Résumé :
Le sentiment d’insécurité fait l’objet d’une attention particulière de la part des chercheurs, des médias et des autorités. Grâce à un nouveau traitement de géolocalisation des données d’enregistrements des forces de l’ordre mis en place par le Service statistique ministériel de la sécurité intérieure (SSMSI) et l’Insee, un nouvel outil est disponible pour étudier le lien entre la délinquance dans le voisinage et le sentiment d’insécurité des habitants mesuré à partir de l’enquête Cadre de vie et sécurité (CVS).
Malgré les nombreuses limites inhérentes aux données administratives, sous l’hypothèse que le processus de révélation et d’enregistrement des crimes et délits soit homogène sur le territoire, la délinquance enregistrée et géolocalisée constitue en relatif un indicateur de la délinquance locale. Au contraire de la délinquance déclarée dans les enquêtes de victimation, cette délinquance enregistrée est parfaitement exogène aux autres réponses des individus enquêtés. L’introduction de cette nouvelle donnée dans les modélisations économétriques du ressenti ou de l’opinion des personnes enquêtées, notamment sur les questions de sentiments d’insécurité, constitue donc un apport majeur.
Cette étude met en évidence que, toutes choses égales par ailleurs, plus un quartier est touché par des actes de cambriolages, de vols de véhicules, de dégradations ou de violences physiques, plus la probabilité que ses habitants s’y sentent en insécurité est forte. En revanche, aucun effet significatif venant des vols sur les personnes (violents ou non), des infractions à la législation sur les stupéfiants et des vols dans/sur les véhicules n’est observé. Les caractéristiques personnelles et l’expérience personnelle de victimation sont, en outre, des facteurs explicatifs importants.
Au-delà des sentiments de peur déclarés par les individus, des réponses à d’autres types de questions de l’enquête CVS sont étudiées comme le fait d’observer fréquemment des actes de délinquance, le fait de se sentir fréquemment gêné autour de chez soi à cause de phénomènes délinquants, ou encore l’opinion quant à l’importance des problèmes de délinquance dans le quartier.
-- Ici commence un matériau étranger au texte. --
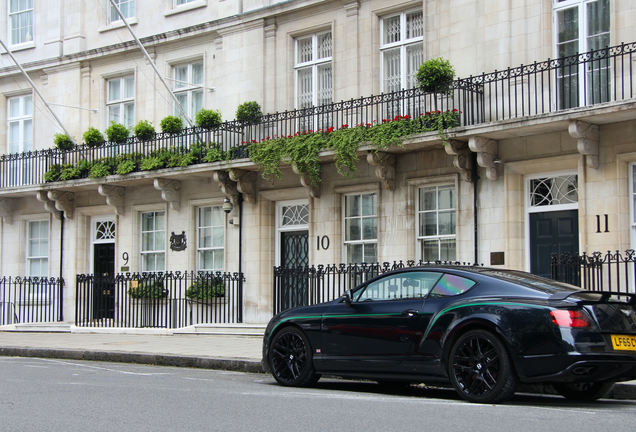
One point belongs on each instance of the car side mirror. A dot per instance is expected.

Les réponses fournies n’ont bien souvent pas les mêmes causes que pour le sentiment d’insécurité. Notamment, certaines formes de délinquance n’ont pas d’effet significatif sur la peur déclarée mais influent fortement sur la gêne des habitants et sur l’importance qu’ils attribuent aux problèmes de délinquance dans leur quartier (les infractions à la législation sur les stupéfiants par exemple).
Enfin, la délinquance dans le voisinage (telle qu’enregistrée par les forces de sécurité) n’a pas d’effet significatif sur la préoccupation sécuritaire des habitants, mesurée par le fait d’estimer que la délinquance fait partie des principaux problèmes auxquels est confrontée la société.